I want to solve the following task:
Which angle between 0° and 360° has a cosine (or sine, or tangens) of 0.5?
Same task, but for an angle between 540° and 720°?
I want to solve it without calculator of course, and so long I was wondering if a solution is only possible by drawing the (unit) circle?
Thanks
Best Answer
I think that it's well know property of a right triangle that if one angle is $30^{\circ}$, then the opposite side of that angle is half the length of the hypotenuse.
From formula for sine we have:
$$\sin \alpha = \frac{\text{opposite side}}{\text{hypotenuse}}$$
Using the property we mentioned earlier wh obtain:
$$\sin 30^{\circ} = \frac 12 = \sin 150^{\circ}$$
These are the only angles from $0^{\circ}$ to $360^{\circ}$ which sine has value of $\frac 12$
We also know that the following rule holds in the first quadrant.
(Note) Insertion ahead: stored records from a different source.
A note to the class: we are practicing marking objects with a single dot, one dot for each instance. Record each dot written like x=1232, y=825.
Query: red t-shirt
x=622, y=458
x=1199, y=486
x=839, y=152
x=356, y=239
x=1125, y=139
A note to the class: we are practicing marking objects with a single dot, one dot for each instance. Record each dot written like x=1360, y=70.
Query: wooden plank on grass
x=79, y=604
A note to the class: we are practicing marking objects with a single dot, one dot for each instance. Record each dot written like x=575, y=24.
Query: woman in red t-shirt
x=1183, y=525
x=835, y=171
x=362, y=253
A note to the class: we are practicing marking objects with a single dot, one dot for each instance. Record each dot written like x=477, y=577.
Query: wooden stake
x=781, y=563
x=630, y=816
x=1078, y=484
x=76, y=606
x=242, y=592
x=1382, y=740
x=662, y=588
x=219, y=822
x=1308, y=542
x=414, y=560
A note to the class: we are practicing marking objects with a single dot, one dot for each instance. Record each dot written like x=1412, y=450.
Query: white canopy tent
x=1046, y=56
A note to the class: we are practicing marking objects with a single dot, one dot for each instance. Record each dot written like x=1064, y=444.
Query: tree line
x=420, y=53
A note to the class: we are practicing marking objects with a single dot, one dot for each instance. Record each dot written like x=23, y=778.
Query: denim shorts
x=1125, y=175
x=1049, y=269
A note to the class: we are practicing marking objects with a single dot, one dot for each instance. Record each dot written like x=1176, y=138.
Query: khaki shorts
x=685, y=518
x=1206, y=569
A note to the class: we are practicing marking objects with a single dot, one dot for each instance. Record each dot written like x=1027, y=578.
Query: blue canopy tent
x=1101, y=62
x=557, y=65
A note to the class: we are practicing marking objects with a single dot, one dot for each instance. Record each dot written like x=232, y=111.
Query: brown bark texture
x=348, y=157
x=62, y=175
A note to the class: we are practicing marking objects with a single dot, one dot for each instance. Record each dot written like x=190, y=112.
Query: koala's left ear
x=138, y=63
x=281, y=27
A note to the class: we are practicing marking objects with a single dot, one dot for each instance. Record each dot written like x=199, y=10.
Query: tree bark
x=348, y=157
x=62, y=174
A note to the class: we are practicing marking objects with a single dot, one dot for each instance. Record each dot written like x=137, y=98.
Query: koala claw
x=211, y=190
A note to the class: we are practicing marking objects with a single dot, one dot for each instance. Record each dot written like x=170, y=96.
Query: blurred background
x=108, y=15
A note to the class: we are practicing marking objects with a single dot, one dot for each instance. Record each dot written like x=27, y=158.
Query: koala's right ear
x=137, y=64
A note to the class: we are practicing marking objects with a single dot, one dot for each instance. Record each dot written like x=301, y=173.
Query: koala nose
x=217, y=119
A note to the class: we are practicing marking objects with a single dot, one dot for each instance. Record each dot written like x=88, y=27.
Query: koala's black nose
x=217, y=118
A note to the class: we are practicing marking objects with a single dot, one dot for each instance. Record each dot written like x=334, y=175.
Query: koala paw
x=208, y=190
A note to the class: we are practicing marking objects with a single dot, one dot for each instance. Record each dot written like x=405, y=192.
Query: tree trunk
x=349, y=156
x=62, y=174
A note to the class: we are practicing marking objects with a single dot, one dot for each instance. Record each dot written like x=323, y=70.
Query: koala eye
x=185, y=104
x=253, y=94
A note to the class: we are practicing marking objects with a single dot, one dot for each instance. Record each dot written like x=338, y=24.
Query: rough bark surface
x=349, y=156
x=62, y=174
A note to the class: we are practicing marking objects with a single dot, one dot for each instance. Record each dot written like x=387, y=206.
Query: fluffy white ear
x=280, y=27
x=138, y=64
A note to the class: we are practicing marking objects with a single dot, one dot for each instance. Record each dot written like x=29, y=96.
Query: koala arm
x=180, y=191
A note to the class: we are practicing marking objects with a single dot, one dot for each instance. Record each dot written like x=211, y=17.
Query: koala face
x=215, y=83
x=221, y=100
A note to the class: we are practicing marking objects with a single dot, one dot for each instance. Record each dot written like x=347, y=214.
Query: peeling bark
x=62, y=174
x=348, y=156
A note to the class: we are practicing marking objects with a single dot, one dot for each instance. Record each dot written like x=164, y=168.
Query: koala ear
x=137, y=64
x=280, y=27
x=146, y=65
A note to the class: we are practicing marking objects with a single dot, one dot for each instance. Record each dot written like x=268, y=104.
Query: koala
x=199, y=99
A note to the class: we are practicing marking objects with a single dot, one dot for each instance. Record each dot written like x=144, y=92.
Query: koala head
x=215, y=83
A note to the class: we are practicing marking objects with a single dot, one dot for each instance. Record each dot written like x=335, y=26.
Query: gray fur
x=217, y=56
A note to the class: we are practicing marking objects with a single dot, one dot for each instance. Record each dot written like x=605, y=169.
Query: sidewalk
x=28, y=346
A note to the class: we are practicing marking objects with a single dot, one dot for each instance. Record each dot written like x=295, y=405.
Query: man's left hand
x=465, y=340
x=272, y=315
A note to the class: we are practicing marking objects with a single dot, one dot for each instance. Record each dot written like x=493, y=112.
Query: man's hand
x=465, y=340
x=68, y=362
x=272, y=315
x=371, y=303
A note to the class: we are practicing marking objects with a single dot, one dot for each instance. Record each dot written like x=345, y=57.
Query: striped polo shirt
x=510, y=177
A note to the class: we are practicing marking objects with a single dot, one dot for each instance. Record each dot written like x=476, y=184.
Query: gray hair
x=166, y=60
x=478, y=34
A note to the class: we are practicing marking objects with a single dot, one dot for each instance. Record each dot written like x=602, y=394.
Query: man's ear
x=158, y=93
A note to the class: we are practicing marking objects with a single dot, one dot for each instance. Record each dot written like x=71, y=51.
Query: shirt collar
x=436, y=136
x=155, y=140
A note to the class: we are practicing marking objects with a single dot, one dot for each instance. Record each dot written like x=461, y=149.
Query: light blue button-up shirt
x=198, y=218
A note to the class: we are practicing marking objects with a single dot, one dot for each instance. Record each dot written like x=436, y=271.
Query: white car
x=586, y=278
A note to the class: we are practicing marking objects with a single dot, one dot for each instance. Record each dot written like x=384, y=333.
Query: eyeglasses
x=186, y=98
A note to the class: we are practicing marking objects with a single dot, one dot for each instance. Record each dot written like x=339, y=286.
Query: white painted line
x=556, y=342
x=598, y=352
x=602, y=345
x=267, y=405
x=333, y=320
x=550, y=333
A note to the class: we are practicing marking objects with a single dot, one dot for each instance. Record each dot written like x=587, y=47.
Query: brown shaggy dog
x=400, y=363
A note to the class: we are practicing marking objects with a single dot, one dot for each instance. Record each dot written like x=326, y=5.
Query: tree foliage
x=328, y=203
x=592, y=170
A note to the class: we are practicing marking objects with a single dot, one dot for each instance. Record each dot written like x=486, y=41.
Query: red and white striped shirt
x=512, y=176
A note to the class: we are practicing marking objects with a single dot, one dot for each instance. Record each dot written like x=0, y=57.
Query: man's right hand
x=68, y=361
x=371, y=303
$$\sin \alpha = \cos (90^{\circ} - \alpha)$$ $$\sin 30^{\circ} = \cos 60^{\circ} = \cos 300^{\circ} = \frac 12$$
These are the only angles from $0^{\circ}$ to $360^{\circ}$ which cosine has value of $\frac 12$
And for angles of $540^{\circ}$ to $720^{\circ}$ no angle has sine value of $\frac 12$, beacuse in this region sine function has negative values. While the only angle which has cosine value of $\frac 12$ is $\alpha = 660^{\circ}$